The reason it's a good idea to maintain the class proportions across the folds is because it resembles the original distrubution the best. Our original distrubution is our best "guess" of what the true underlying distrubution looks like and we assume it's proportional are similar to that of the training data.
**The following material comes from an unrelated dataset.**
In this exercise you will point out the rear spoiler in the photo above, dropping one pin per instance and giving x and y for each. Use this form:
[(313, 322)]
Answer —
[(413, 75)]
If the proportions aren't similar to the train data, then this is not representative the true underlying distrubution and may make performance on the test set worse. 

## 4.2 c-d)

In [4]:
best_c_dict = [{}, {}, {}]
for i, metric in enumerate(metric_list):
    best_c, best_c_dict[i] = select_param_linear(X=X, y=y, kf=kf, metric=metric)
    print(best_c_dict[i])
        
    


Linear SVM Hyperparameter Selection based on accuracy:
10.0
The performance with this value of C was: 0.783601
{0.001: 0.7081825662577874, 0.01: 0.7064126547533627, 0.1: 0.7207316830104441, 1.0: 0.7800133255885469, 10.0: 0.7836005569412648, 100.0: 0.7836005569412648}
Linear SVM Hyperparameter Selection based on f1_score:
10.0
The performance with this value of C was: 0.834326
{0.001: 0.8137795566454397, 0.01: 0.8122673615234884, 0.1: 0.8092921769811928, 1.0: 0.8318029165265688, 10.0: 0.8343262047121867, 100.0: 0.8343262047121867}
Linear SVM Hyperparameter Selection based on auroc:
10.0
The performance with this value of C was: 0.734549
{0.001: 0.5, 0.01: 0.5062629399585921, 0.1: 0.5962365997858499, 1.0: 0.7309176038160226, 10.0: 0.7345489002783662, 100.0: 0.7345489002783662}


We see that the best C was found to be 10 and the corresponding performance with the given metric is also reported. In addition, all C values with their corresponding performance are reported for all 3 metrics. C = 10 was the best for all of them. Interstingly, the performance seems to get capped off at some maximum value after C = 10. 

## 4.3 a)

In [5]:
clf = SVC(kernel="linear", C=10)
clf.fit(X_train, y_train)

SVC(C=10, cache_size=200, class_weight=None, coef0=0.0,
  decision_function_shape='ovr', degree=3, gamma='auto', kernel='linear',
  max_iter=-1, probability=False, random_state=None, shrinking=True,
  tol=0.001, verbose=False)

## 4.3 b-c)

In [6]:
perf_dict = {} 
for metric in metric_list:
    perf_dict[metric] = performance_test(clf, X_test, y_test, metric)
    
print(perf_dict)

{'accuracy': 0.8142857142857143, 'f1_score': 0.8505747126436781, 'auroc': 0.7976190476190477}


So we see the given performance scores for the three given metrics using the optimal hyperparameter settings for the SVM model found in 4.2 (i.e. C = 10).